Not many spacecraft get this perspective of our planet and its rocky satellite.

It varies, but on average the Moon is 238,855 miles from Earth. On a cosmic scale, that's not very far, but you could fit 30 Earths into that space. That's why it took three days for Apollo astronauts to reach the Moon.

NASA's new lunar rocket, called the Space Launch System, is set to spend 25 days traveling to the Moon, swinging a wide U-turn around it, and coming back to Earth. In short: It's far away.

So do you see the Moon in the image below? Here's a hint: It's on the left side of the picture.

A black and white photo of Earth and the Moon.

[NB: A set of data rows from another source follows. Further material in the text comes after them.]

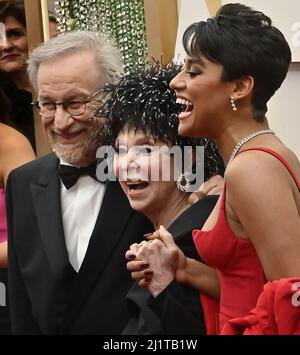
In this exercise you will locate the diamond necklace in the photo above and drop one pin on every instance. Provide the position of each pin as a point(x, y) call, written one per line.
point(245, 140)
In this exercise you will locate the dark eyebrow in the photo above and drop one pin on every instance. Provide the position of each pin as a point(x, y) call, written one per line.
point(68, 98)
point(11, 31)
point(191, 61)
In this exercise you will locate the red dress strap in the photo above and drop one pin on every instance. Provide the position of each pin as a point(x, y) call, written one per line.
point(280, 158)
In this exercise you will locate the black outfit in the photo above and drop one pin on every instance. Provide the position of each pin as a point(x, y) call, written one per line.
point(47, 296)
point(21, 113)
point(177, 309)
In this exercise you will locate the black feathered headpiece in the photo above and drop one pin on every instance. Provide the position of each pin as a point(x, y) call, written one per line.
point(144, 101)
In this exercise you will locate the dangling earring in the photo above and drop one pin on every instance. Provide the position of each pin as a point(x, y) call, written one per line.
point(233, 105)
point(183, 182)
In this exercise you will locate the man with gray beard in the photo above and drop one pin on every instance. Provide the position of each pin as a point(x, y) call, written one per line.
point(68, 232)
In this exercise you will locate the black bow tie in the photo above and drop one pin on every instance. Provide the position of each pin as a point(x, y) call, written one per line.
point(70, 174)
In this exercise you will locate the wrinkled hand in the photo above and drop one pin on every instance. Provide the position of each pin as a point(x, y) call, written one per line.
point(160, 260)
point(139, 268)
point(213, 186)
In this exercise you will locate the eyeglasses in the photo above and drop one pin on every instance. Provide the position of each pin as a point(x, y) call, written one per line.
point(74, 107)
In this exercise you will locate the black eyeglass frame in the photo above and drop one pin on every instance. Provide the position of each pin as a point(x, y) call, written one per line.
point(64, 104)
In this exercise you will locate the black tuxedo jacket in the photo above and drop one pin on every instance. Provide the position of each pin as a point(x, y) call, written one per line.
point(176, 310)
point(47, 296)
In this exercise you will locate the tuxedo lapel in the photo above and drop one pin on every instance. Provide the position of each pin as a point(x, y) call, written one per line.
point(46, 198)
point(112, 220)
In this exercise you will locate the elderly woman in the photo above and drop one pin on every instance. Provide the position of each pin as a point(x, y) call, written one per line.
point(141, 117)
point(235, 62)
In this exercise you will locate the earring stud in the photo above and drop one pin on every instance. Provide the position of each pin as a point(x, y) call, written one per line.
point(233, 105)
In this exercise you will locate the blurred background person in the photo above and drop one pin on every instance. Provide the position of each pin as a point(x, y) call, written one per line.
point(53, 25)
point(141, 120)
point(15, 150)
point(13, 57)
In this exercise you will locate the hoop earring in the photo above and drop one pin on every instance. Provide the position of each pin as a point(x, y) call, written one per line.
point(183, 182)
point(233, 105)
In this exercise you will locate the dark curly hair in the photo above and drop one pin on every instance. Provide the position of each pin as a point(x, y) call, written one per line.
point(244, 42)
point(143, 101)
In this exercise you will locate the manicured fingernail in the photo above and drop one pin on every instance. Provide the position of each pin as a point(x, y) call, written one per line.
point(142, 266)
point(147, 235)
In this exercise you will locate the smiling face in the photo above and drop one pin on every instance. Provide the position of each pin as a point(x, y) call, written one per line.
point(138, 158)
point(63, 79)
point(13, 53)
point(206, 97)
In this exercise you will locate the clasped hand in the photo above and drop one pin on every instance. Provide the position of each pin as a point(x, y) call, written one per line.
point(155, 263)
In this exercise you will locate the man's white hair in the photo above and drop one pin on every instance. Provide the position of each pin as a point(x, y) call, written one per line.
point(107, 58)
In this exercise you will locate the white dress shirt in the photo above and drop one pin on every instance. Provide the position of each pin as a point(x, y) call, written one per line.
point(80, 207)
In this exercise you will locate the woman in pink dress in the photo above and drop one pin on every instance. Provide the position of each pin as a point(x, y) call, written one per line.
point(235, 62)
point(15, 150)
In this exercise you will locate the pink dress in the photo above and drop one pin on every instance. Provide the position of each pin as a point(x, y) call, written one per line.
point(3, 225)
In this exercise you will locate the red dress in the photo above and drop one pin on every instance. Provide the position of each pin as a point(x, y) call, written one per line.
point(238, 267)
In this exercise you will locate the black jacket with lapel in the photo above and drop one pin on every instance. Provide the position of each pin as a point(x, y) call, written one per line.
point(47, 295)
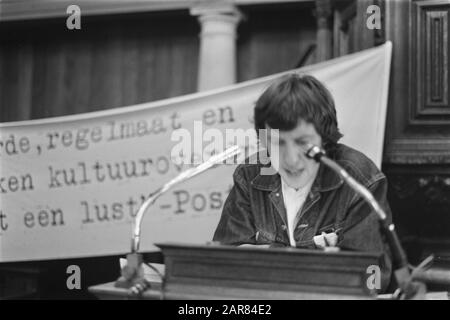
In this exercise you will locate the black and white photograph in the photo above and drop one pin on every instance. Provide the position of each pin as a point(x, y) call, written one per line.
point(241, 151)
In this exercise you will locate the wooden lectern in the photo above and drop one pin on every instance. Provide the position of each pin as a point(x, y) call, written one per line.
point(228, 272)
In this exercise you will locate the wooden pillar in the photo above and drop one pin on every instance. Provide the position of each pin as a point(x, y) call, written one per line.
point(217, 60)
point(324, 36)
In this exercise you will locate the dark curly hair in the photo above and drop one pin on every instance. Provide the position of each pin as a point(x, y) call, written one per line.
point(294, 97)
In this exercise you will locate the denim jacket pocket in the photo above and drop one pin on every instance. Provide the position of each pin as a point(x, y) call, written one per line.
point(264, 237)
point(333, 227)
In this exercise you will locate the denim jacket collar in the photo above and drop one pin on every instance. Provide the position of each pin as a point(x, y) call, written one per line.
point(326, 180)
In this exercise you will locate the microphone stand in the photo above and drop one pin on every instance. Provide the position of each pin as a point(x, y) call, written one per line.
point(132, 274)
point(409, 289)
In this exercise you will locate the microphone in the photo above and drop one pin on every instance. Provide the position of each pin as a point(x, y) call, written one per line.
point(132, 274)
point(400, 262)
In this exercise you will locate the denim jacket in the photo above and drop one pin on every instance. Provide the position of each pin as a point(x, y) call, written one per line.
point(254, 212)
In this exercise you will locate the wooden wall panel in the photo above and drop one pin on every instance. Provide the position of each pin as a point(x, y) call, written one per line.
point(274, 41)
point(48, 70)
point(418, 121)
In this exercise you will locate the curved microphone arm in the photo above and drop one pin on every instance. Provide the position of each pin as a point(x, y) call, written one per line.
point(185, 175)
point(400, 261)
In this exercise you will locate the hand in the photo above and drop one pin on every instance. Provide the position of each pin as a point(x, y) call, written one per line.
point(326, 240)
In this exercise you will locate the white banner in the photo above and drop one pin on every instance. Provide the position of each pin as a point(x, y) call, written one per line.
point(70, 186)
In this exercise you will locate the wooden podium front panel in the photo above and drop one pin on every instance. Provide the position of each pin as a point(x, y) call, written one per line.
point(225, 272)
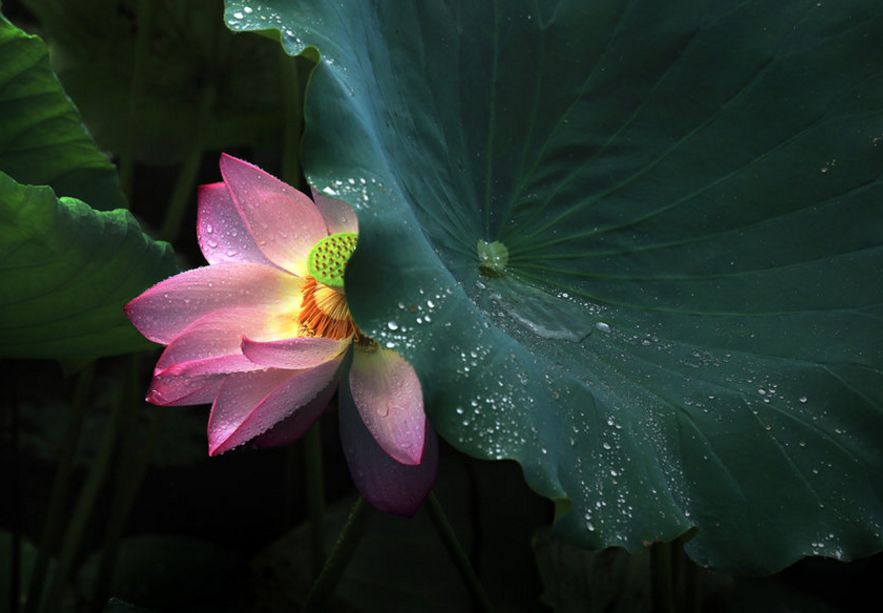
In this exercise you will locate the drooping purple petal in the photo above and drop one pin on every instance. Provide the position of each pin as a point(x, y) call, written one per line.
point(389, 398)
point(220, 230)
point(385, 483)
point(249, 404)
point(284, 223)
point(162, 312)
point(296, 425)
point(338, 215)
point(299, 352)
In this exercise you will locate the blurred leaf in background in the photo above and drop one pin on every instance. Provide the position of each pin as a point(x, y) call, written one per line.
point(66, 268)
point(94, 52)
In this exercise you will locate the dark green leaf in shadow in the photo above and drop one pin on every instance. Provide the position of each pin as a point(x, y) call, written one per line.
point(94, 53)
point(686, 330)
point(66, 271)
point(42, 141)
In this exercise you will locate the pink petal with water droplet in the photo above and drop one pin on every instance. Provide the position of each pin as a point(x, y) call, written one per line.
point(387, 392)
point(338, 215)
point(176, 390)
point(302, 352)
point(249, 404)
point(162, 312)
point(220, 230)
point(191, 368)
point(296, 425)
point(388, 485)
point(284, 223)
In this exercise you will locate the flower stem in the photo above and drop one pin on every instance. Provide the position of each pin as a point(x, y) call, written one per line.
point(343, 551)
point(145, 14)
point(55, 515)
point(76, 528)
point(661, 578)
point(315, 497)
point(458, 555)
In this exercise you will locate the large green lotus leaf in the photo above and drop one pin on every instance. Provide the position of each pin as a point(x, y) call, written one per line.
point(42, 141)
point(66, 270)
point(687, 330)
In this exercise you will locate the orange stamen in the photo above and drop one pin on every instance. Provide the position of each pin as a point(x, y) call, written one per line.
point(324, 312)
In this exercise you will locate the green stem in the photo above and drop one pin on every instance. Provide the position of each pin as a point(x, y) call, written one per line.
point(55, 516)
point(142, 49)
point(661, 578)
point(11, 394)
point(182, 194)
point(129, 480)
point(292, 117)
point(458, 555)
point(343, 551)
point(315, 497)
point(134, 462)
point(692, 586)
point(85, 503)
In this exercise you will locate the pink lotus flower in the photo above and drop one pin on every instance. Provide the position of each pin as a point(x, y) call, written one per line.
point(265, 335)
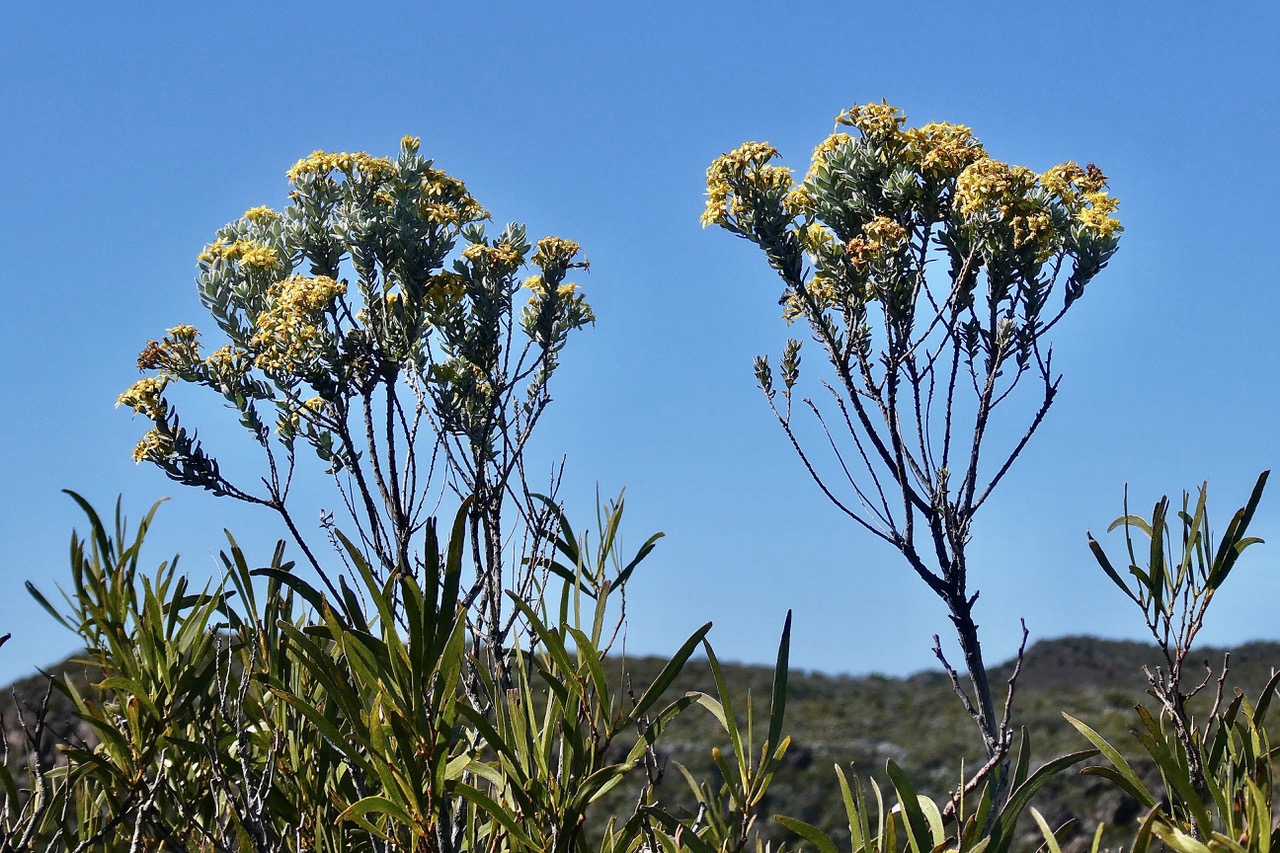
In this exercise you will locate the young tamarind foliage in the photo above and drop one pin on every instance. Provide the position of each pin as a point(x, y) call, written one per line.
point(1217, 774)
point(929, 273)
point(376, 322)
point(403, 702)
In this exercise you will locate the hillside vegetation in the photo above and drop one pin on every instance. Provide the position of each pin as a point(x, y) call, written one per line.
point(862, 721)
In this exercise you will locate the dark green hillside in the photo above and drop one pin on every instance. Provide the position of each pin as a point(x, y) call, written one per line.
point(859, 723)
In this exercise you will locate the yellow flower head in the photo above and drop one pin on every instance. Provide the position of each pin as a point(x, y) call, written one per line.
point(886, 232)
point(990, 185)
point(289, 332)
point(350, 165)
point(556, 255)
point(499, 256)
point(145, 396)
point(745, 169)
point(878, 122)
point(248, 254)
point(261, 214)
point(152, 446)
point(228, 360)
point(944, 150)
point(446, 200)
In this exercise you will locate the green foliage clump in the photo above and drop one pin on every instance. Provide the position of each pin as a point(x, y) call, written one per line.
point(453, 690)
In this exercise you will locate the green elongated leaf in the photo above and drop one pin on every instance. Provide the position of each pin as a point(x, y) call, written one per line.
point(49, 609)
point(567, 541)
point(551, 638)
point(1129, 520)
point(1269, 692)
point(1100, 555)
point(132, 688)
point(917, 825)
point(1023, 794)
point(1142, 840)
point(659, 723)
point(693, 840)
point(488, 733)
point(1176, 839)
point(1050, 838)
point(1234, 541)
point(855, 808)
point(352, 605)
point(778, 702)
point(380, 806)
point(1118, 779)
point(650, 543)
point(1174, 771)
point(588, 652)
point(809, 833)
point(348, 744)
point(668, 674)
point(493, 810)
point(1128, 780)
point(291, 580)
point(726, 716)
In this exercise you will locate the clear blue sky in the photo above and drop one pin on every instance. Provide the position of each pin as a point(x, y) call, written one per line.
point(132, 133)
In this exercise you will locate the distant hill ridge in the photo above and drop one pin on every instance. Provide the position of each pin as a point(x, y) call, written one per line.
point(860, 721)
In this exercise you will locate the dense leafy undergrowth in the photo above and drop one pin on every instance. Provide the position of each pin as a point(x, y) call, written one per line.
point(860, 723)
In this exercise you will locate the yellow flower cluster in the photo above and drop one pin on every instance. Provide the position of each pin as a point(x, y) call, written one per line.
point(151, 447)
point(942, 150)
point(1097, 217)
point(310, 409)
point(822, 153)
point(885, 232)
point(288, 332)
point(177, 351)
point(261, 214)
point(556, 255)
point(447, 200)
point(228, 360)
point(730, 173)
point(321, 163)
point(499, 256)
point(881, 237)
point(536, 284)
point(446, 290)
point(990, 183)
point(247, 252)
point(1084, 192)
point(465, 377)
point(816, 238)
point(876, 121)
point(145, 396)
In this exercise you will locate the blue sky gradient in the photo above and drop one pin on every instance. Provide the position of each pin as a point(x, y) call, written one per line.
point(132, 135)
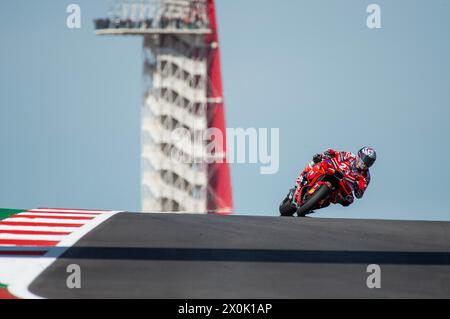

Marina Koren, a staff writer covering space at The Atlantic, had trouble spotting it too.

"Every time I think I see it, I end up wiping another dust particle from my screen. Where is it??" she wrote on Twitter.

Well, it's right here.

A dim photo of the Earth and the Moon.

Still don't see it? Let's turn up the brightness.

A brighter black and white photo showing the Earth and the Moon.

So that's how far away the Moon really is.

The Lucy probe was swinging past Earth to get an extra boost toward Jupiter, flinging itself toward the outer solar system with the force of our planet's gravity.

To calibrate its instruments, the spacecraft's camera system snapped these images from 380,000 miles away as it zoomed past.